Inspecting traffic to locate and block viruses.

Server

A _______ provides shared resources on the network and allows clients to access this information. The advantage of a ________-based system is that resources can be administered and secured centrally. _____ must be kept secure by careful configuration (running only necessary services) and maintenance (OS and application updates, malware/intrusion detection, and so on).

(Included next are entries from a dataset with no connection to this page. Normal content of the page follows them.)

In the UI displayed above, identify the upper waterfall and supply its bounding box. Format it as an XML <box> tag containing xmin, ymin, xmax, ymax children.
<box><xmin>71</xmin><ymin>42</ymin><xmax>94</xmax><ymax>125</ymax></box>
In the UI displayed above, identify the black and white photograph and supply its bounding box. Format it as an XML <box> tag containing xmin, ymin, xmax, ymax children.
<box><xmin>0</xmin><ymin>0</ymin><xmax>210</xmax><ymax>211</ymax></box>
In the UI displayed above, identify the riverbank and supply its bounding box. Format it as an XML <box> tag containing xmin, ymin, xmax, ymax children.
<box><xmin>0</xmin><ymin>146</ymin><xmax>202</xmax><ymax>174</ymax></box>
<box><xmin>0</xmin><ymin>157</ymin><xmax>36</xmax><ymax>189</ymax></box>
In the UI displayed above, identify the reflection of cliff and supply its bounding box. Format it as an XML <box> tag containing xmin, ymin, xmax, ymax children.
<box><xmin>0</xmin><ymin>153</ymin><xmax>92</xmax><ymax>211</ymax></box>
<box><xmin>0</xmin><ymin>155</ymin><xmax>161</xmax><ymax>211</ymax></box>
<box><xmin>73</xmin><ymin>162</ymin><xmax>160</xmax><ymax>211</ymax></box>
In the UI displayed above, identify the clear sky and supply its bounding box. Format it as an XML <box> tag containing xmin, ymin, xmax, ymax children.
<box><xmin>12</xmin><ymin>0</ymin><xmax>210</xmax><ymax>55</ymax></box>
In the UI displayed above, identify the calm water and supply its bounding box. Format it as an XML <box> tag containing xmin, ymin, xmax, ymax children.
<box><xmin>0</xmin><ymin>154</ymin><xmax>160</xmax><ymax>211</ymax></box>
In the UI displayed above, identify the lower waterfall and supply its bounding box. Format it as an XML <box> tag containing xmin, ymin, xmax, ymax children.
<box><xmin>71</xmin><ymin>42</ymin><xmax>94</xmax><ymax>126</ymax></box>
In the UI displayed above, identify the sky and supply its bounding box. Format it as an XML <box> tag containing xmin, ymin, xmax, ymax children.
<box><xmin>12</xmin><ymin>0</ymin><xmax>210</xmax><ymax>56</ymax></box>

Where a network is connected to the Internet, _____ storing private information or running local network services should be protected by firewalls so as not to be accessible from the Internet.

Operating Systems (OS)

Software that facilitates the control and configuration of the computer device via device drivers, services, and one or more user interfaces.

Patches

A small unit of supplemental code meant to address either a security problem or a functionality flaw in a software package or operating system.

Patch Management

Identifying, testing, and deploying OS and application updates. Often classified as critical, security-critical, recommended, and optional.